MENGAMATI apa yang sedang terjadi di Tunisia dan Mesir, kita menemukan aroma yang tak asing bagi Indonesia masa ini, sebagaimana juga kita bisa mencium bau-bau Indonesia masa lampau dalam situasi aktual Tunisia dan Mesir masa kini. Cara-cara dan lamanya Soekarno maupun Soeharto mempertahankan kekuasaan (20 dan 32 tahun) seakan menginspirasi penguasa-penguasa negara-negara Afrika Utara yang tergolong sahabat Indonesia di ‘masa lampau’ itu. Begitu pula model demokrasi semu yang mereka jalankan, ada pemilunya, tetapi selalu direkayasa oleh incumbent. Partai pemerintah selalu menang mutlak.

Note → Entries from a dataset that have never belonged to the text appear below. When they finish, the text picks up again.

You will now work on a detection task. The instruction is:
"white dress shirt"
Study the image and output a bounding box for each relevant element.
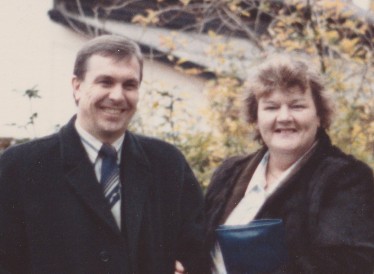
[211,142,317,274]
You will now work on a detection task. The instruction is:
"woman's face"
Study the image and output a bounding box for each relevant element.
[256,89,320,157]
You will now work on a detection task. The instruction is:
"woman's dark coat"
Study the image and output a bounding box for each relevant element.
[206,132,374,274]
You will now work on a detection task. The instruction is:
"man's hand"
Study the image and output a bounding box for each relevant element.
[174,261,187,274]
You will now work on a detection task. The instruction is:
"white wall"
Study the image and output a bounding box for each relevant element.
[0,0,204,138]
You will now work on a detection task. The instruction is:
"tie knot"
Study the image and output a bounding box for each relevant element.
[99,144,117,160]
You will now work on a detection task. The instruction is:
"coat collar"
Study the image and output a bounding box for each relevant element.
[59,116,152,250]
[59,116,120,235]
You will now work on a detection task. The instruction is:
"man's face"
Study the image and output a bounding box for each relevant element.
[72,55,140,143]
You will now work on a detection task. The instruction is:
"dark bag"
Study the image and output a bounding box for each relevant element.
[216,219,288,274]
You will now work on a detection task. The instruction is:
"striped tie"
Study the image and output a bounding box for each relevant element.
[99,144,121,224]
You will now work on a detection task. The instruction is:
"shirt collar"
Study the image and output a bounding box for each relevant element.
[75,121,125,163]
[246,141,318,196]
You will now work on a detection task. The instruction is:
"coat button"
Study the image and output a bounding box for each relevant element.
[100,250,109,263]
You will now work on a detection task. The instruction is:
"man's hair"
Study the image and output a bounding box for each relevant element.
[244,54,334,140]
[74,35,143,81]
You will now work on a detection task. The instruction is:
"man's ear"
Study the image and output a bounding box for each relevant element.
[71,75,81,104]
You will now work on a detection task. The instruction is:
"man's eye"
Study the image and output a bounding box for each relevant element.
[291,105,305,109]
[264,106,277,110]
[123,82,139,90]
[99,80,112,86]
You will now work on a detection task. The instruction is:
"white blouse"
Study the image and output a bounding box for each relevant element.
[211,142,317,274]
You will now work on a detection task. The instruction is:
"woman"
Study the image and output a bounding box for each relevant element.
[206,56,374,274]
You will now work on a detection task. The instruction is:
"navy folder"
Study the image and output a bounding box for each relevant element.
[216,219,288,274]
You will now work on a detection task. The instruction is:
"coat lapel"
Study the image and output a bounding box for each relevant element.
[121,132,152,263]
[60,118,120,236]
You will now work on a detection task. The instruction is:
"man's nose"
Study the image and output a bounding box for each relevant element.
[109,85,125,101]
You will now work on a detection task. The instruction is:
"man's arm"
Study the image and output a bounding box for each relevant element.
[0,154,27,273]
[177,163,207,274]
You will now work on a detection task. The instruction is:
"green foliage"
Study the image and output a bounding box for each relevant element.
[127,0,374,182]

Dalam Indonesia masa Soeharto semua pemilu selalu dimenangkan oleh kekuatan politik pemerintah (Golkar) di atas raihan 60 persen suara. Pada masa pasca Soeharto, kita sempat terbuai oleh kesan bahwa pemilu-pemilu reformasi telah berlangsung demokratis, jujur, bersih tanpa rekayasa. Tapi ternyata dari hari ke hari makin terungkap bahwa pemilu-pemilu itu tidaklah sebersih yang kita sangka. Tokoh Petisi 50, Chris Siner Key Timu, yang merupakan bagian dari barisan perlawanan terhadap rezim Soeharto di masa lalu, menyebutkan terjadinya perampokan suara rakyat dalam pemilihan umum legislatif dan pemilihan umum presiden yang lalu, melalui IT-Gate (skandal manipulasi informasi teknologi).

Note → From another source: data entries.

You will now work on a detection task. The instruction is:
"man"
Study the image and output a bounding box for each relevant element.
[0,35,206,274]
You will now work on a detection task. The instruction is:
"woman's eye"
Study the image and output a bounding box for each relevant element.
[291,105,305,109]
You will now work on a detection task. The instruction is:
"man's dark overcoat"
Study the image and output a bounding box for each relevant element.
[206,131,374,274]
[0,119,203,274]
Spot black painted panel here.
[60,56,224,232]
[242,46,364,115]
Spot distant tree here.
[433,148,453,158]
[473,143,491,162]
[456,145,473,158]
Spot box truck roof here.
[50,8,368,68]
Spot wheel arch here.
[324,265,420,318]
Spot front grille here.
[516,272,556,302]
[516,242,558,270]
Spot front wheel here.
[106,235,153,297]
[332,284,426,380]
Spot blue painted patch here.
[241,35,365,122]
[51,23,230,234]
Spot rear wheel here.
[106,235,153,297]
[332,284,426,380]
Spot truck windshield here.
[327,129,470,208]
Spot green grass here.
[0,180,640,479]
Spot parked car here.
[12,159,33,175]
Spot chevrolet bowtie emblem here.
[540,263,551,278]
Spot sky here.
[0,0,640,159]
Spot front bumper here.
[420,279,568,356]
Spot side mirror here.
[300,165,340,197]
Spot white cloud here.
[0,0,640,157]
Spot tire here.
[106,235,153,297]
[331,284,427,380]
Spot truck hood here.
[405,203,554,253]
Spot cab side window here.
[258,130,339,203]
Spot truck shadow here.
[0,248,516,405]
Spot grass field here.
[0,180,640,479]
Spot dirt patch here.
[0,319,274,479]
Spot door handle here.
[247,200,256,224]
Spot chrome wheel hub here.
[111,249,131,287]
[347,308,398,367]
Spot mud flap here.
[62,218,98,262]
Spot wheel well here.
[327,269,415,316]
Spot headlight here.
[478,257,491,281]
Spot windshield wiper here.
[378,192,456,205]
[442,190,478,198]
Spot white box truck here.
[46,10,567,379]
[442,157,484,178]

Paling menonjol adalah persamaan Indonesia dengan dua negara Afrika Utara itu dalam model kesenjangan sosial-ekonomi. Hasil ‘pembangunan’ ekonomi terbesar dinikmati hanya oleh segelintir elite kekuasaan dan ekonomi, sementara sebagian terbesar rakyat justru hanya menikmati bagian terkecil dari rezeki ekonomi itu. Institusi kepolisian di tiga negara, menunjukkan fenomena perilaku serupa, lebih merupakan alat represi untuk kepentingan kekuasaan daripada menjadi andalan utama penegakan hukum, kebenaran dan keadilan. Kalangan penguasanya sama-sama berkeahlian dalam melakukan korupsi, kolusi dan nepotisme. Sama-sama bertekad baja dalam melanjutkan kekuasaan, dan all out untuk mencapainya. Indonesia sudah melakukan pembatasan melalui konstitusinya, agar periode kekuasaan di berbagai tingkat menjadi paling banyak dua periode, tetapi makin membayang adanya hasrat menyiasati ketentuan itu. Di tingkat bupati/walikota telah terjadi praktek ‘mewariskan’ kekuasaan kepada isteri atau anak dengan berbagai siasat termasuk dan terutama melalui penggunaan politik uang. Sementara itu untuk tingkat Presiden, ada rumours bahwa Presiden ingin mengestafetkan tampuk kepemimpinannya kepada isteri dan atau anaknya, yang dengan segera dibantah SBY.

Kendati memiliki persamaan, ketiga negara juga memperlihatkan perbedaan secara gradual. Di Tunisia, sang Presiden sudah tumbang dan melarikan diri beserta keluarga, ke sebuah negara monarki yang otokratis. Di Mesir, rezim sedang menghadapi goyangan oleh people’s power, namun berbeda dengan Soeharto yang segera memilih lengser dalam situasi serupa, Hosni Mubarak bersikeras bertahan dengan mengerahkan kekuatan tentara yang berakibat sudah lebih seratus rakyat tewas dan ribuan orang ditahan. Bagaimana dengan Indonesia? Sudah mulai terdengar tuntutan memundurkan Presiden Susilo Bambang Yudhoyono, tapi belum terjadi fenomena people’s power in action meskipun sudah ada retorika revolusi dimunculkan. Namun, kata rohaniwan yang ikut mencetuskan kecaman 9+9 kebohongan, Frans von Magnis Suseno, kepada Chris Siner Key Timu, dalam soal menurunkan pemimpin, “menurut saya kita harus tetap dalam rangka UUD”.